I remember those earlier discussions well, some of them dating back to the days of the Last Mile Technology Thread during the late nineties. As for the low-latency trading space, there have always been firms, going back to the sixties, that use rooftop- and window- based microwave in the financial securities sector. I suspected, a while ago, that if anyone was using RF for its latency characteristics they'd pretty much have an incentive it keep it to themselves, given the competitive advantage they'd lose by boasting about it. It kinda makes it hard for those who are not good at containing the urge to brag, but given the stakes, but the tradeoffs for keeping the matter steeped in stealth is probably well worth it. Or, at least it 'was', until now :)

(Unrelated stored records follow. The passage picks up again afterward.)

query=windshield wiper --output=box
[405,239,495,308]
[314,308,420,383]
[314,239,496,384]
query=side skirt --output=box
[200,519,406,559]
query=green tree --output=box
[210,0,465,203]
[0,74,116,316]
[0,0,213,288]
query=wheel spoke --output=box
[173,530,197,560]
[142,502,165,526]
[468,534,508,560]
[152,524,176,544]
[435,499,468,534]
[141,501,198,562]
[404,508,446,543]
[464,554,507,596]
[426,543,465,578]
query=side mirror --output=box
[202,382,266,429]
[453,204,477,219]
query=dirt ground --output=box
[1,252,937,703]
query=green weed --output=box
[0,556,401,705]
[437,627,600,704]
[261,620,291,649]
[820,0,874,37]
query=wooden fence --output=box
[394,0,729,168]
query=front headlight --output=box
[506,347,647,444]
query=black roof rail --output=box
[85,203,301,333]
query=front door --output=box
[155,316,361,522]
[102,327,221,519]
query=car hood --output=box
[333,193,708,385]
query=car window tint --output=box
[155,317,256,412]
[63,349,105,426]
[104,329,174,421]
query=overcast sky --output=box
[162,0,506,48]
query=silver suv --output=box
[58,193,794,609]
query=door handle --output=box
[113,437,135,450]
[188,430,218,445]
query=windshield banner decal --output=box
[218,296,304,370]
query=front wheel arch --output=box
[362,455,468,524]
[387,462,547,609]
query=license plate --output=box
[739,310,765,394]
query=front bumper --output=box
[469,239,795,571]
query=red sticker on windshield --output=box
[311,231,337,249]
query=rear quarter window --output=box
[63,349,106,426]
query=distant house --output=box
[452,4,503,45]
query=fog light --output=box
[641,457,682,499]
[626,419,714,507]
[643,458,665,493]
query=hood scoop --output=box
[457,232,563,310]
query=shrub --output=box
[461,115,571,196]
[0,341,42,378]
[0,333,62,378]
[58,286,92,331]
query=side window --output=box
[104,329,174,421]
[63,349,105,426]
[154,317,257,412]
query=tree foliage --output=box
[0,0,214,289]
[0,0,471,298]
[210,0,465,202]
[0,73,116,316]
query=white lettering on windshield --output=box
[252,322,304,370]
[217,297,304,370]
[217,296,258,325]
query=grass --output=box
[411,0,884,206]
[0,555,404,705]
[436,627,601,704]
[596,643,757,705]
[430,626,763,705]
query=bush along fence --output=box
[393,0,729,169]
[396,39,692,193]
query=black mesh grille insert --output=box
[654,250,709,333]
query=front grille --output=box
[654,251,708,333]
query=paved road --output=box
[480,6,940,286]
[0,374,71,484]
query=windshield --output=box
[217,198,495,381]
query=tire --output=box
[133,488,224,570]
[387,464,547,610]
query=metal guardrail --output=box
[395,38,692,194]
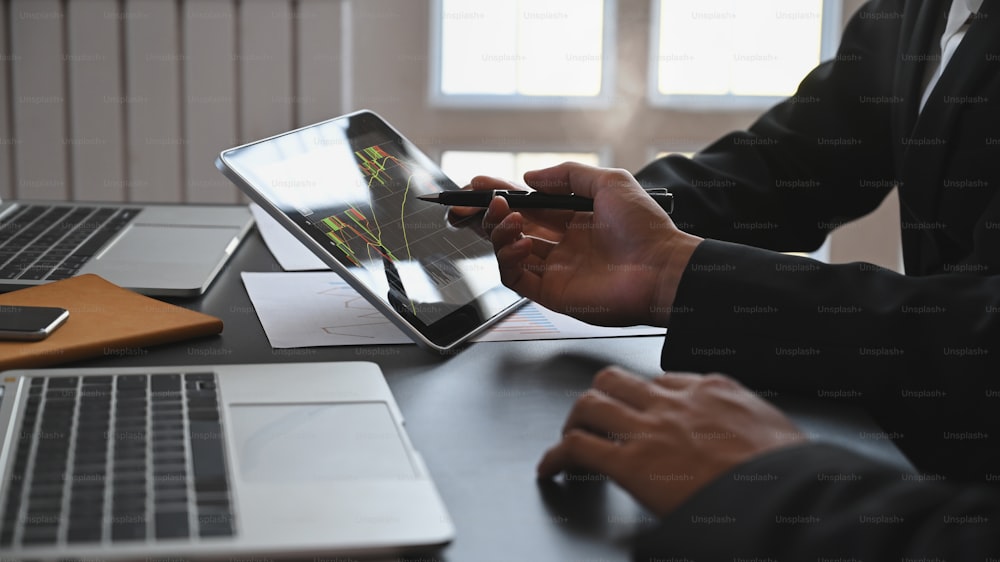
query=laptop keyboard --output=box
[0,204,141,281]
[0,372,235,547]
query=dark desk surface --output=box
[78,230,911,561]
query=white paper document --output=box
[249,203,327,271]
[241,271,664,348]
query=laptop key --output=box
[67,523,103,543]
[197,509,234,537]
[189,421,228,493]
[117,208,142,221]
[19,266,53,280]
[187,408,220,422]
[0,263,32,277]
[155,511,190,539]
[21,525,59,545]
[75,220,129,257]
[45,267,77,280]
[117,374,148,389]
[151,374,182,393]
[47,377,79,389]
[112,520,148,542]
[197,494,231,510]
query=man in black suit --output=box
[459,0,1000,558]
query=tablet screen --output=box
[219,111,524,350]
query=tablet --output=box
[216,110,526,353]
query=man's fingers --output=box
[592,366,657,410]
[517,209,575,236]
[523,235,556,261]
[651,372,705,392]
[523,161,636,199]
[469,175,524,192]
[523,164,577,195]
[448,205,485,219]
[490,211,524,251]
[483,194,513,235]
[561,389,647,439]
[537,429,621,479]
[481,187,573,238]
[450,175,523,218]
[478,185,573,240]
[496,238,541,298]
[451,176,507,217]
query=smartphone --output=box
[0,306,70,341]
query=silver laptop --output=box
[0,199,254,297]
[0,361,454,560]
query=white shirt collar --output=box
[963,0,984,13]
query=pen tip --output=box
[417,194,436,202]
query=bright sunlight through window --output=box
[438,0,606,97]
[655,0,825,98]
[441,151,602,188]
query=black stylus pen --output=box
[417,188,674,213]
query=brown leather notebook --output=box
[0,274,223,370]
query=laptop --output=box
[0,199,254,297]
[0,361,454,560]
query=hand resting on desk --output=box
[537,366,806,516]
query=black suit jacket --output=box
[631,0,1000,558]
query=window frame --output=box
[434,144,612,180]
[428,0,619,109]
[647,0,843,111]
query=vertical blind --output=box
[1,0,344,203]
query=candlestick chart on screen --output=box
[308,143,419,268]
[301,140,490,326]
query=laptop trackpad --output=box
[96,224,237,264]
[228,403,416,481]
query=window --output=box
[431,0,615,107]
[650,0,841,109]
[441,151,602,187]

A little over a year ago, IIRC, I posited this assertion (which your reference article details nicely) in an off-list (PM) discussion with a fellow board member here in nFCTF (who is free to step forward on his own if he chooses) and proceeded to run the numbers per the coefficients outlined here: tinyurl.com . The results unsurprisingly supported the thesis.

One of the interesting aspects about this, from my perspective, is the siting of surrogate/satellite/virtually-colocated data centers along corridors that tie together urban trading centers and the data centers of the primary exchanges. It recalls how towns and trader posts were built along railroad tracks, rivers, etc., but didn't necessarily have to be so if wireless were used instead of fiber.

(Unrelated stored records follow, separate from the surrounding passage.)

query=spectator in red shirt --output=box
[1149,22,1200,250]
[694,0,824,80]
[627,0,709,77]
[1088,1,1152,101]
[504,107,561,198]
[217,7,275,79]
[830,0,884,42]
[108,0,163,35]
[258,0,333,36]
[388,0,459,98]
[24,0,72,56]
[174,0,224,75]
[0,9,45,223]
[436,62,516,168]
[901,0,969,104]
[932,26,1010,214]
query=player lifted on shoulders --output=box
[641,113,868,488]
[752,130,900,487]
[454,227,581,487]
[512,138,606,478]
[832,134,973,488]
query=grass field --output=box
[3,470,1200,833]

Interestingly, today this presents a new kind of problem, a paradox, if you will, and that is the RF "path" congestion on those same corridors connecting data centers that might not have been located where they now exist if wireless had remained a dominant or equally utilized part of the mix. The primary data centers, too, are either initially situated along existing fiber routes, I should add, or their very existence in a given location becomes the impetus for building more fiber routes to them.

Of course, most pundits/journalists/practitioners believe the myths they spew, and there is no greater myth in our space today than the belief that fiber offers communications at the speed of light.